El desenlace cierra la narración y depende del desarrollo del nudo en cuanto a su función de
resolver los conflictos si fueron presentados.

En algunos casos los relatos de niños con


dificultades de simbolización carecen de un marco, perdiéndose así la ubicación del
contexto de la historia narrada. En cambio, cuando los relatos son fundamentalmente
descriptivos como desarrollábamos anteriormente, se constituyen en un puro marco, en
donde se presentan situaciones sin que caractericen algún nudo argumental. O se presentan
nudos que carecen de conflictos y solo organizan de una forma más compleja la
descripción. Pero muchas veces los nudos presentan conflictos que asumen una dramática
tan intensa que no pueden ser desarrollados y quedan sin resolución. Aparece dificultada la
posibilidad de desplegar sus consecuencias y sus efectos, operándose un corte arbitrario que
finaliza la historia solo formalmente, o esta es abandonada abruptamente. Por ejemplo: “¡el
tigre lo va a comer! ….ya está”. Cuando se presentan conflictos, éstos se constituyen en el
eje organizador de la trama, ya que le otorgan sentido tanto a la presentación de personajes
y situaciones, como a las consecuencias de los acontecimientos que se producen y a la
forma en que se resuelven.

La posibilidad de despliegue de conflictos en la narración es una función compleja que


requiere de recursos lógicos que permiten la enunciación de características contradictorias o
de relaciones de oposición puestas en juego en el relato. Estos recursos pueden ser
desplegados por el niño cuando responden a una modalidad de elaboración simbólica de sus
conflictos psíquicos.

Sabemos que el conflicto psíquico expresa la necesidad de la


relación entre los sistemas inconsciente-preconsciente-consciente, que enriquece la función
sustitutiva de la actividad representativa, otorgándole al lenguaje el lugar de herramienta
mediadora.

El investimento por parte del niño de las posibilidades que ofrece el discurso para producir
un sentido transferible a sus afectos, nos conduce a analizar la función del “yo” como
historiador del sujeto (P. Aulagnier, 1976), como instancia encargada de construir el
entramado de enunciados que le dan sentido histórico a su conflictiva. Por eso le otorgamos
un papel importante a sus aspectos inconscientes.

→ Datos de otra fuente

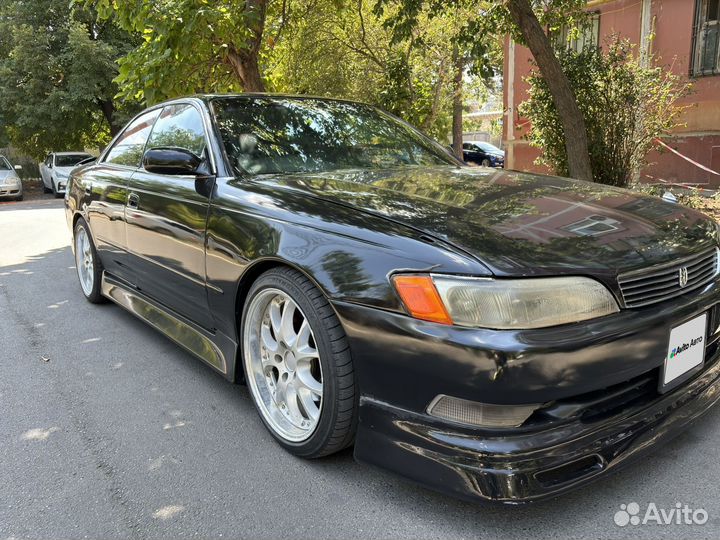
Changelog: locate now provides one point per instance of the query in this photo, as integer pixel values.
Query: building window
(706, 60)
(587, 35)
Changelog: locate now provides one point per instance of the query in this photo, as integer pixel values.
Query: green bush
(626, 107)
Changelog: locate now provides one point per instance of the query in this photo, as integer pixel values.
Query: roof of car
(210, 97)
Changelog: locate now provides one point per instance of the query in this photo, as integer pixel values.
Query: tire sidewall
(329, 411)
(95, 295)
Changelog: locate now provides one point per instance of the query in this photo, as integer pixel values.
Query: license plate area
(685, 353)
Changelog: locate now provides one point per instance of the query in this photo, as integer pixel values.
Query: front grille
(651, 285)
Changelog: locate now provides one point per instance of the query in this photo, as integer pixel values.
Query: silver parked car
(56, 168)
(10, 184)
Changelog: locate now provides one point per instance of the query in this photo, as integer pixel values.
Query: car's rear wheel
(297, 365)
(87, 263)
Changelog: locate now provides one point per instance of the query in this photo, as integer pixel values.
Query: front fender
(347, 253)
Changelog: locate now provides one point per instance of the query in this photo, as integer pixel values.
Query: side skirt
(215, 349)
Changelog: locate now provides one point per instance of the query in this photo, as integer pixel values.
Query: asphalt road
(121, 434)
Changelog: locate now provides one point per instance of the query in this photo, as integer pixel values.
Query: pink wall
(699, 138)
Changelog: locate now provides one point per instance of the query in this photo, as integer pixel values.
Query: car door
(166, 218)
(105, 192)
(45, 167)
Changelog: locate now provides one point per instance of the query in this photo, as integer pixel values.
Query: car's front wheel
(89, 268)
(297, 365)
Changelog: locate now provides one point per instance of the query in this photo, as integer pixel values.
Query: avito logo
(685, 346)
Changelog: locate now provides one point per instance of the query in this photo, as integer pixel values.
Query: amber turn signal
(421, 298)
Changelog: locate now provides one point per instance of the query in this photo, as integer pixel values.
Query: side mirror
(171, 160)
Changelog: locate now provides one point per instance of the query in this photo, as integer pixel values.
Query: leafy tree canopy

Nuestro trabajo reside entonces en poder captar y comprender en los indicios de la


modalidad de despliegue del discurso del niño, la polisemia de sus significaciones, para
construir hipótesis del sentido que representan de su conflictiva singular, y trabajar esos
mismos recursos, favoreciendo la elaboración simbólica de sus conflictivas.

La apropiación del lenguaje no es un simple proceso de adaptación a la imposición de


significaciones sociales sino un largo y complejo trabajo de creación subjetivizadora
que utiliza dichas significaciones para ampliar el alcance de sus simbolizaciones.

En el encuadre clínico el discurso tiene un alcance proyectivo que posibilita un análisis


tanto de los contenidos expresados como la forma de enunciarlos. El análisis
combinado de forma y contenido nos permite una riqueza interpretativa de la
modalidad singular de simbolización.